Advice on the better residential areas would also be good. I will be working centrally

Thanks


----------



## Elphaba (Jan 24, 2008)

That is more than enough for a 2 bed place plus bills. You'll get a villa for that price, depending on area.

When you say working centrally, please clarify, as Dubai doesn't really have a centre.
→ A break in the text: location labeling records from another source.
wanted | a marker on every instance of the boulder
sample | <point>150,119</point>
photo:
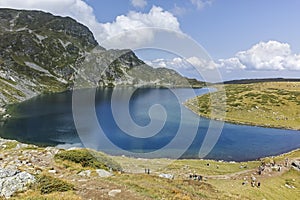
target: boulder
<point>12,181</point>
<point>113,193</point>
<point>296,164</point>
<point>86,173</point>
<point>167,176</point>
<point>103,173</point>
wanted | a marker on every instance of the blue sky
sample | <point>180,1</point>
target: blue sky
<point>225,26</point>
<point>244,38</point>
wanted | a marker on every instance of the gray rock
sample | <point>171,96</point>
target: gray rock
<point>113,193</point>
<point>86,173</point>
<point>12,181</point>
<point>103,173</point>
<point>167,176</point>
<point>296,164</point>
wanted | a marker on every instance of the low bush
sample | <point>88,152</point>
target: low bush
<point>89,158</point>
<point>47,184</point>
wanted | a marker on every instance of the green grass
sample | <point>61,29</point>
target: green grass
<point>89,158</point>
<point>270,104</point>
<point>48,184</point>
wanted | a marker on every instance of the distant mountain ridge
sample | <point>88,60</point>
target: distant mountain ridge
<point>247,81</point>
<point>40,52</point>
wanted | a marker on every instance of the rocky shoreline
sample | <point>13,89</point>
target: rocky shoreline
<point>21,164</point>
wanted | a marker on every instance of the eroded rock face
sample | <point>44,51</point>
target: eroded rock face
<point>12,181</point>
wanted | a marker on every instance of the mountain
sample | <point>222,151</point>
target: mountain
<point>248,81</point>
<point>41,53</point>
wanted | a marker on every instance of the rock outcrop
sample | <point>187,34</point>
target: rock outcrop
<point>40,52</point>
<point>12,181</point>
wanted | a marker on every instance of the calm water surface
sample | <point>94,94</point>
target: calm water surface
<point>48,120</point>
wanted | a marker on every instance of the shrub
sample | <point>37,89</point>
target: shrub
<point>48,184</point>
<point>89,158</point>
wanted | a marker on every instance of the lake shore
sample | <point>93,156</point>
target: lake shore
<point>219,179</point>
<point>269,105</point>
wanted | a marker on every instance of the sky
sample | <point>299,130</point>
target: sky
<point>238,38</point>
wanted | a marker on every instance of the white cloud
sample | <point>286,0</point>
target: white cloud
<point>178,11</point>
<point>139,3</point>
<point>82,12</point>
<point>133,23</point>
<point>201,63</point>
<point>271,55</point>
<point>200,4</point>
<point>181,64</point>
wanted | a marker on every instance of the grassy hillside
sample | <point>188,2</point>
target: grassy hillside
<point>269,104</point>
<point>58,176</point>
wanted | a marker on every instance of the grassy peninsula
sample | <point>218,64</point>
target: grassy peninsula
<point>268,104</point>
<point>81,174</point>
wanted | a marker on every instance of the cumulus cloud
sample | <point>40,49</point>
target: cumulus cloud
<point>139,3</point>
<point>271,55</point>
<point>134,22</point>
<point>183,64</point>
<point>134,27</point>
<point>178,11</point>
<point>200,4</point>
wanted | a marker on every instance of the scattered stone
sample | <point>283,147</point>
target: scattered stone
<point>167,176</point>
<point>113,193</point>
<point>103,173</point>
<point>289,186</point>
<point>52,171</point>
<point>12,181</point>
<point>86,173</point>
<point>296,164</point>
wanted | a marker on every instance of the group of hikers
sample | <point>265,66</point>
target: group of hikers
<point>196,177</point>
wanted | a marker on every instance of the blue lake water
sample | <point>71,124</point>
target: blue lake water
<point>49,120</point>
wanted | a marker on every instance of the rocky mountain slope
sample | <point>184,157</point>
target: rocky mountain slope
<point>40,52</point>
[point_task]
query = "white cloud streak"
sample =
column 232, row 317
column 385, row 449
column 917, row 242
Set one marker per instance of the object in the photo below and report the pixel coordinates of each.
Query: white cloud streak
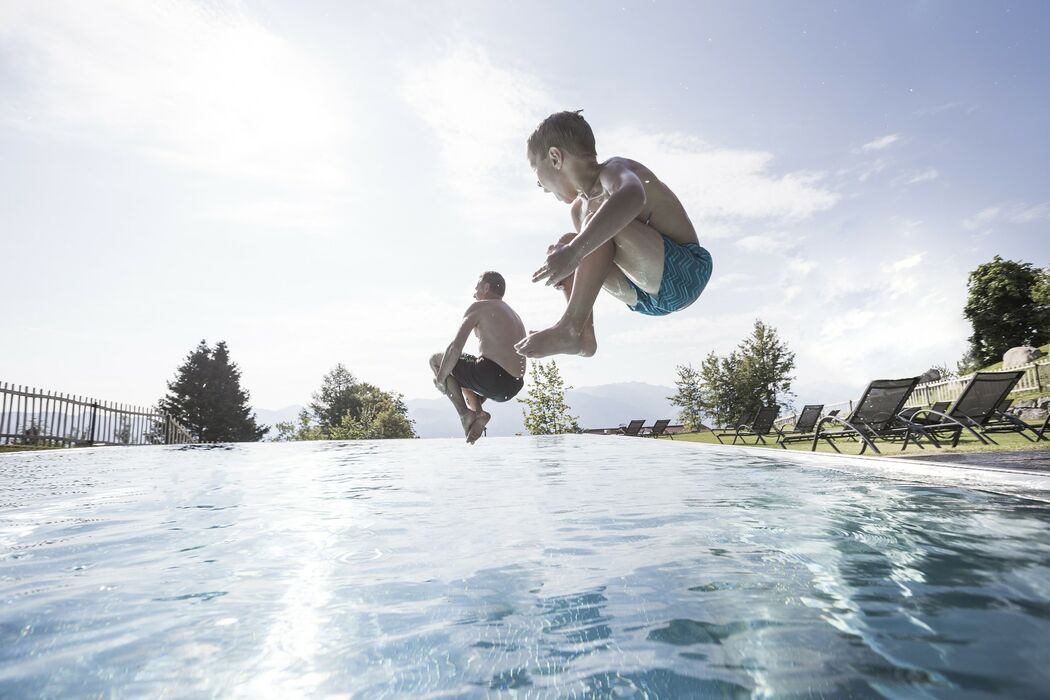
column 197, row 86
column 881, row 143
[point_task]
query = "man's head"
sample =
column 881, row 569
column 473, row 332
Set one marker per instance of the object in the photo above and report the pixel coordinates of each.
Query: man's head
column 561, row 145
column 490, row 285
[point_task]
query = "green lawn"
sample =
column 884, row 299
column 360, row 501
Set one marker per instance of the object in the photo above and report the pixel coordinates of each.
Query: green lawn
column 1007, row 443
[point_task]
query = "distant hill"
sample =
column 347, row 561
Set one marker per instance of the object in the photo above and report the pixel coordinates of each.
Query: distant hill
column 604, row 406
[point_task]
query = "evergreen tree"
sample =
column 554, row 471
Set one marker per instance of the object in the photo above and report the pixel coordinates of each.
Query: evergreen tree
column 345, row 408
column 1007, row 305
column 688, row 397
column 547, row 412
column 758, row 373
column 206, row 397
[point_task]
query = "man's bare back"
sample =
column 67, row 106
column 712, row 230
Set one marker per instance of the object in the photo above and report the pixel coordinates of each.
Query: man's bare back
column 663, row 210
column 499, row 373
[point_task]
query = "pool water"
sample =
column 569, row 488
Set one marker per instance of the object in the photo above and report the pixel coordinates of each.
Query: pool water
column 570, row 566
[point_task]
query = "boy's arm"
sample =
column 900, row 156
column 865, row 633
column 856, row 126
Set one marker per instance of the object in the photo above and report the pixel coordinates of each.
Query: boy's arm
column 455, row 348
column 627, row 198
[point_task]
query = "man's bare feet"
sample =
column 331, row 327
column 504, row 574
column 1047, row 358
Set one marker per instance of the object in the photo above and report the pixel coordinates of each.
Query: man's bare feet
column 478, row 426
column 559, row 340
column 466, row 419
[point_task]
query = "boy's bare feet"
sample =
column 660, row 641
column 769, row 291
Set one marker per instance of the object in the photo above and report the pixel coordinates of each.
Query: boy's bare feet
column 478, row 426
column 559, row 340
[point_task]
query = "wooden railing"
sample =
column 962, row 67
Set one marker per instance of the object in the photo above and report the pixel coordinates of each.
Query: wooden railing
column 33, row 417
column 1036, row 378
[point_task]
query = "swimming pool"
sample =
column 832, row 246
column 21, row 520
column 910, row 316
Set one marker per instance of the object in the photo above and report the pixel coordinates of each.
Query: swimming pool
column 570, row 566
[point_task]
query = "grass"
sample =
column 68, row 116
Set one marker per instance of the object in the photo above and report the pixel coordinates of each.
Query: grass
column 22, row 448
column 1007, row 443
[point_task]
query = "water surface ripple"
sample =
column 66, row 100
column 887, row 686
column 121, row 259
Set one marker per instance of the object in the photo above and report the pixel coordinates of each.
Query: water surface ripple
column 540, row 567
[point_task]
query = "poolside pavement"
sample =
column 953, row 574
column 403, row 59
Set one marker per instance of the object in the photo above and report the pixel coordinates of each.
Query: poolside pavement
column 1034, row 460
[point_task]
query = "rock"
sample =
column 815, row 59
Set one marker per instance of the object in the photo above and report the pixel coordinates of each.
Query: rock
column 931, row 375
column 1021, row 355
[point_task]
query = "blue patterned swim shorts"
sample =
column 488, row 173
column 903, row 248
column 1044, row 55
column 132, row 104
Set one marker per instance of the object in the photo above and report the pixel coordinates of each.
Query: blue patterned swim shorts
column 687, row 270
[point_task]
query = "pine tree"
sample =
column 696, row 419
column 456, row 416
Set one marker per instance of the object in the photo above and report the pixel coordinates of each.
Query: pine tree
column 345, row 408
column 547, row 412
column 757, row 374
column 206, row 397
column 1008, row 304
column 688, row 397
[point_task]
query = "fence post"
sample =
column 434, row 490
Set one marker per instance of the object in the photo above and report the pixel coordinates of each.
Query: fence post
column 95, row 406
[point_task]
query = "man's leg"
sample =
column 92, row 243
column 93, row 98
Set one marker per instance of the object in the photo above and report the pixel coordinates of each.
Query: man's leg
column 573, row 334
column 455, row 394
column 481, row 419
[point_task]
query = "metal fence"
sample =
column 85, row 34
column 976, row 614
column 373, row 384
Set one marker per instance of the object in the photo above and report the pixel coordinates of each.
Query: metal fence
column 1036, row 379
column 32, row 417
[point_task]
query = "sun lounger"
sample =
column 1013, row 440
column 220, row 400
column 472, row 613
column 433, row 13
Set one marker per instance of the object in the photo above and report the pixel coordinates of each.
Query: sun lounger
column 977, row 410
column 759, row 426
column 876, row 416
column 658, row 428
column 803, row 425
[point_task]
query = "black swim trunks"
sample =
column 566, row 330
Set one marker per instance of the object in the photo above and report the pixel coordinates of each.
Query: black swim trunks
column 486, row 378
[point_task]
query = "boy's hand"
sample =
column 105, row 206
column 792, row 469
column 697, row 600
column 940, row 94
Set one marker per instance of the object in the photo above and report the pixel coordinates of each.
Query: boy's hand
column 562, row 261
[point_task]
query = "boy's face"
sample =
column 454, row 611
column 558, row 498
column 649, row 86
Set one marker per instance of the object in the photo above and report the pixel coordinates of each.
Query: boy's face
column 551, row 177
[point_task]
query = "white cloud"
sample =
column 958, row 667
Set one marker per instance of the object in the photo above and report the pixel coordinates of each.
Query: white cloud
column 906, row 263
column 718, row 183
column 200, row 86
column 763, row 244
column 881, row 143
column 483, row 112
column 917, row 176
column 1030, row 214
column 982, row 218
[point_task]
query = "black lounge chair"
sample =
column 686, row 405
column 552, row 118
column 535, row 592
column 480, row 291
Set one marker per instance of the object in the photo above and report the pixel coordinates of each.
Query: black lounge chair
column 761, row 425
column 977, row 410
column 910, row 412
column 658, row 428
column 632, row 428
column 876, row 416
column 803, row 425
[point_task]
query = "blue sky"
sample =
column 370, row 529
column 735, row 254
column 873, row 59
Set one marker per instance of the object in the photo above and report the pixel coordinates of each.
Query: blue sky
column 320, row 184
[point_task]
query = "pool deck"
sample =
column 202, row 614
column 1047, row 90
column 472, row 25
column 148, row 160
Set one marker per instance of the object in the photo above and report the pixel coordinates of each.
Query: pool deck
column 1029, row 460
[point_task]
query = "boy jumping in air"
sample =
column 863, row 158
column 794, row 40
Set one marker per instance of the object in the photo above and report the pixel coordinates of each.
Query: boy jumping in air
column 632, row 237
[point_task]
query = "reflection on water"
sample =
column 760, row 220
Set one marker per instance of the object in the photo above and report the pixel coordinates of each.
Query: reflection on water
column 567, row 567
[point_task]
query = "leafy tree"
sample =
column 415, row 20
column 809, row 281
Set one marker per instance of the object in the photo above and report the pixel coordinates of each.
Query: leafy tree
column 345, row 408
column 758, row 373
column 206, row 397
column 547, row 412
column 1008, row 304
column 689, row 397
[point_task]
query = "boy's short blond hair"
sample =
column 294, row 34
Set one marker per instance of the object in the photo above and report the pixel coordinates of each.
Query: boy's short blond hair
column 568, row 131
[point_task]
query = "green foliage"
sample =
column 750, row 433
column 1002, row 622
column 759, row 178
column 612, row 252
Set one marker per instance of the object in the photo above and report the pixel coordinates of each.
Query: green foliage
column 206, row 397
column 547, row 412
column 345, row 408
column 758, row 373
column 689, row 397
column 1008, row 304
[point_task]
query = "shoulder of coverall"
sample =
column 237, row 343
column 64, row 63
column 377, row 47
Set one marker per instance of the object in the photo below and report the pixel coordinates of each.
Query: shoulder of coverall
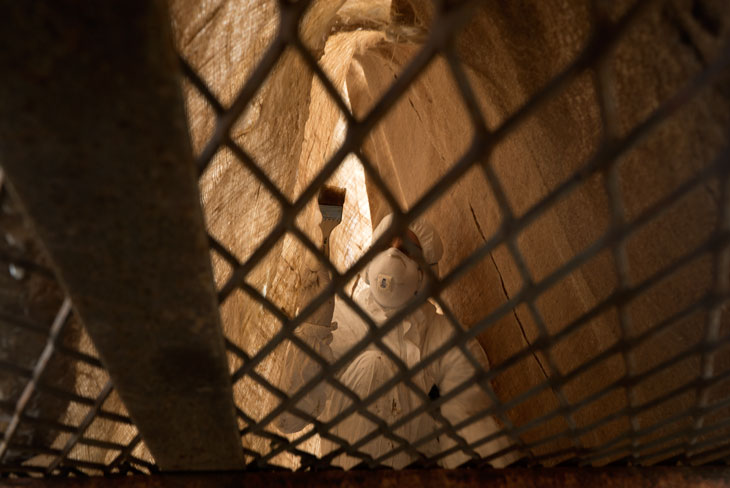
column 431, row 243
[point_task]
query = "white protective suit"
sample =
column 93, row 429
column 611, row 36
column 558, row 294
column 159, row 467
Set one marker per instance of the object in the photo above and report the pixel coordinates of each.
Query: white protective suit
column 416, row 337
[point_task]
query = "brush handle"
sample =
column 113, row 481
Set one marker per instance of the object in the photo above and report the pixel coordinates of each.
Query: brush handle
column 327, row 225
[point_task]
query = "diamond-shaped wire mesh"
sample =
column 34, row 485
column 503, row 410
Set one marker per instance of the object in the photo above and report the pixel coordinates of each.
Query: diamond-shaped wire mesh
column 595, row 414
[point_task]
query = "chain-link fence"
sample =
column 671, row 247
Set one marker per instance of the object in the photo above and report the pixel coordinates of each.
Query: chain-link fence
column 693, row 435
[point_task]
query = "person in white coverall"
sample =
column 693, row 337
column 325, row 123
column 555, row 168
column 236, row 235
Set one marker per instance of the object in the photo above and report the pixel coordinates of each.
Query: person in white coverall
column 392, row 279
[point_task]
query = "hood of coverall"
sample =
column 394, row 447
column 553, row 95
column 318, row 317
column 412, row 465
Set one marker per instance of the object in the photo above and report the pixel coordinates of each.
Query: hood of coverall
column 394, row 278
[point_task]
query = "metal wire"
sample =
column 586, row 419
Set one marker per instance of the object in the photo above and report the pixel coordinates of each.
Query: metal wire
column 689, row 445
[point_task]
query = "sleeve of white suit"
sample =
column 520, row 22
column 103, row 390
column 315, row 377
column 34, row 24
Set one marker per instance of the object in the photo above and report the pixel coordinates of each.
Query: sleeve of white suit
column 453, row 370
column 299, row 367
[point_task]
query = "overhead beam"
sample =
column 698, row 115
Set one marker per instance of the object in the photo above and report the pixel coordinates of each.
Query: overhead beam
column 93, row 141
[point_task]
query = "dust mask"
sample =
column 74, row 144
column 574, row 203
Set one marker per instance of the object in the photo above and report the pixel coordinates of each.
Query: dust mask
column 394, row 278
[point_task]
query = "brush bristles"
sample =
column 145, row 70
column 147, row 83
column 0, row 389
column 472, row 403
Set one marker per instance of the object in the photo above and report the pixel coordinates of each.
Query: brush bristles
column 332, row 195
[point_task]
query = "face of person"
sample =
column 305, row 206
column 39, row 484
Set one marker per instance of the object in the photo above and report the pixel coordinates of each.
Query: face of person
column 394, row 275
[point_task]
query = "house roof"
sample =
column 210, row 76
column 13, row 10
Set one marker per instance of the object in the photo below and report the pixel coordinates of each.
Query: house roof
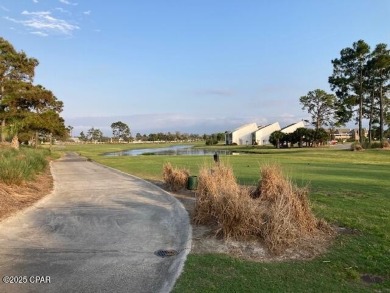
column 243, row 126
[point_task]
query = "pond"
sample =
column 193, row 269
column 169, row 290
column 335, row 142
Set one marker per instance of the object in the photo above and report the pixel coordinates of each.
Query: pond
column 175, row 150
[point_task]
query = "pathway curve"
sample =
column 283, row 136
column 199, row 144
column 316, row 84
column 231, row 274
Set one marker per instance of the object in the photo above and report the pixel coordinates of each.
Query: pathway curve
column 97, row 232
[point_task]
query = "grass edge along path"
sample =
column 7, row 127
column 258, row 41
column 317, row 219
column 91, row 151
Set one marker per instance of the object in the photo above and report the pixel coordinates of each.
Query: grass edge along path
column 349, row 189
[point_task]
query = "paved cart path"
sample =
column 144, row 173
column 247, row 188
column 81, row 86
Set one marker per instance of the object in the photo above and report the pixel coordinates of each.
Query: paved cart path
column 97, row 232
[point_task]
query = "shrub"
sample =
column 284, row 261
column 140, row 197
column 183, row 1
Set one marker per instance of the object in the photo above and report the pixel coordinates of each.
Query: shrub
column 385, row 144
column 18, row 166
column 175, row 178
column 356, row 146
column 277, row 212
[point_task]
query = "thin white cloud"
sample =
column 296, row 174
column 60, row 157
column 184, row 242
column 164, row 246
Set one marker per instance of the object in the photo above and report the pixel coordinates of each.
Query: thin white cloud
column 4, row 8
column 45, row 23
column 215, row 92
column 41, row 34
column 66, row 2
column 62, row 10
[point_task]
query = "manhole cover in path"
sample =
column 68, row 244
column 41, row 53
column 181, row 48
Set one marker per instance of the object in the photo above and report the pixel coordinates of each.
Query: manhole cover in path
column 166, row 252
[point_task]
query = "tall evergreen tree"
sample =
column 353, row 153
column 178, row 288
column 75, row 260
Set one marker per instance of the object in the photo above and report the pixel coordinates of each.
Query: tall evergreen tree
column 379, row 69
column 15, row 67
column 348, row 81
column 320, row 105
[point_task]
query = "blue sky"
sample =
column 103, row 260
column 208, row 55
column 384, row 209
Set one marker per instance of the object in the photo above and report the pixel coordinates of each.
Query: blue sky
column 191, row 65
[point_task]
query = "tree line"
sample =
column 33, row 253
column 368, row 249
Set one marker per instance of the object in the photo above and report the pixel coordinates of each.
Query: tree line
column 361, row 84
column 301, row 136
column 27, row 111
column 121, row 133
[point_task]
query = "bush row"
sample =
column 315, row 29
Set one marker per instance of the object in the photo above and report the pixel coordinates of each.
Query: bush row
column 23, row 165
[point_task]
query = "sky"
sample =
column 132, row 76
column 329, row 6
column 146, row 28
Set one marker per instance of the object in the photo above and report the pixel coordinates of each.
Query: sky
column 197, row 66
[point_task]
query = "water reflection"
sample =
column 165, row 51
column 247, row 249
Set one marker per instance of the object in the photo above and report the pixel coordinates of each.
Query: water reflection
column 175, row 150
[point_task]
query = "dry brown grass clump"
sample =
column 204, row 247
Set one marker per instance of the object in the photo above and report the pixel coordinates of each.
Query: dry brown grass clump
column 277, row 212
column 221, row 201
column 14, row 198
column 175, row 178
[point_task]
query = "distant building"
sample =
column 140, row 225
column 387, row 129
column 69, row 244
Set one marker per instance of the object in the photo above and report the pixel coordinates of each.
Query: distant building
column 292, row 127
column 342, row 133
column 261, row 135
column 241, row 135
column 251, row 133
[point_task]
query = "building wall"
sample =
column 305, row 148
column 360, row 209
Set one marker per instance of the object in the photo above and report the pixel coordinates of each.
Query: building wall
column 242, row 135
column 261, row 136
column 292, row 128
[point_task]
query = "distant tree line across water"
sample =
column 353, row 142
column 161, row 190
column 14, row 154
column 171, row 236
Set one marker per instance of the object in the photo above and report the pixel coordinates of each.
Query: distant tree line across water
column 121, row 133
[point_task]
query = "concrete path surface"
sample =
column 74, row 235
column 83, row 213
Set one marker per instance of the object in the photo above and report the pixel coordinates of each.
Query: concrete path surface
column 97, row 232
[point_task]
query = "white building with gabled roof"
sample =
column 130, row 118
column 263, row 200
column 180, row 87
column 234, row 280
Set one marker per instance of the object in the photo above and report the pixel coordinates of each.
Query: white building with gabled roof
column 241, row 135
column 292, row 127
column 261, row 135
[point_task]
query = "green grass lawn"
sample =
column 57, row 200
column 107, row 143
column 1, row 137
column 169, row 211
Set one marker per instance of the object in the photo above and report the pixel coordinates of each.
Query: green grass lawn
column 348, row 189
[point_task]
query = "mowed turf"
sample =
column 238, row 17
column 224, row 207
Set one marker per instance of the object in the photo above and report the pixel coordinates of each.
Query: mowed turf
column 348, row 189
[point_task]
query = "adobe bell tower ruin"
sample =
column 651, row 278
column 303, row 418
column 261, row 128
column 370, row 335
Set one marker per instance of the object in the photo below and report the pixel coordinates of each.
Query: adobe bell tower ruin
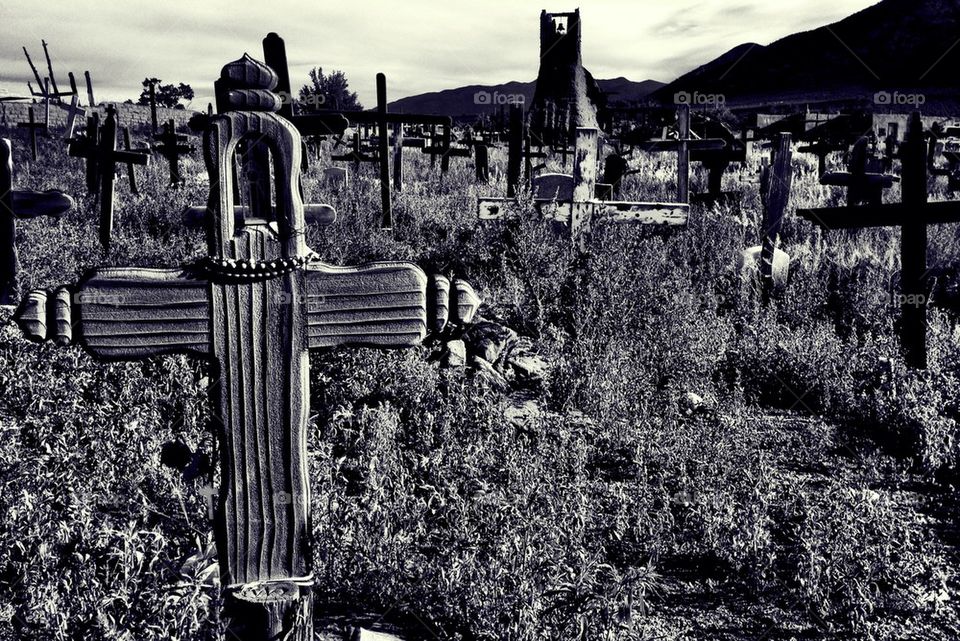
column 566, row 95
IMO opinion the nicest areas to live are Jumeirah and Umm Sequim, but many people seem to like the newer shinier areas.

-


----------



## jethro (Mar 8, 2009)

Elphaba said:


> That is more than enough for a 2 bed place plus bills. You'll get a villa for that price, depending on area.
> 
> When you say working centrally, please clarify, as Dubai doesn't really have a centre.
> 
> ...


Thanks for the quick response Elphaba- I'll be working in the Al Barsha area, if that's of any help


----------



## klaus3974 (Dec 8, 2008)

jethro said:


> Thanks for the quick response Elphaba- I'll be working in the Al Barsha area, if that's of any help


You have a lot of choice around Al Barsha and you should be able to save a good chunck of your housing allowance!


----------



## Elphaba (Jan 24, 2008)

jethro said:


> Thanks for the quick response Elphaba- I'll be working in the Al Barsha area, if that's of any help



Right, working in Al Barsha with an allowance of AED 250K. That is unlikely to be enough to get you a Barsha villa as most are huge and therefore more expensive. 
You can look at a 3 bed in The Springs or Meadows. Or a luxury apartment in the original part of the Marina (this is the nicest part).

There are apartment buildings around Barsha and Tecom (v near) but I am not sure that you will be able to spend your allowance there to get what you want, as most will be cheaper. 

Good luck with your hunt and don't forget that you can negotiate these days.

-


----------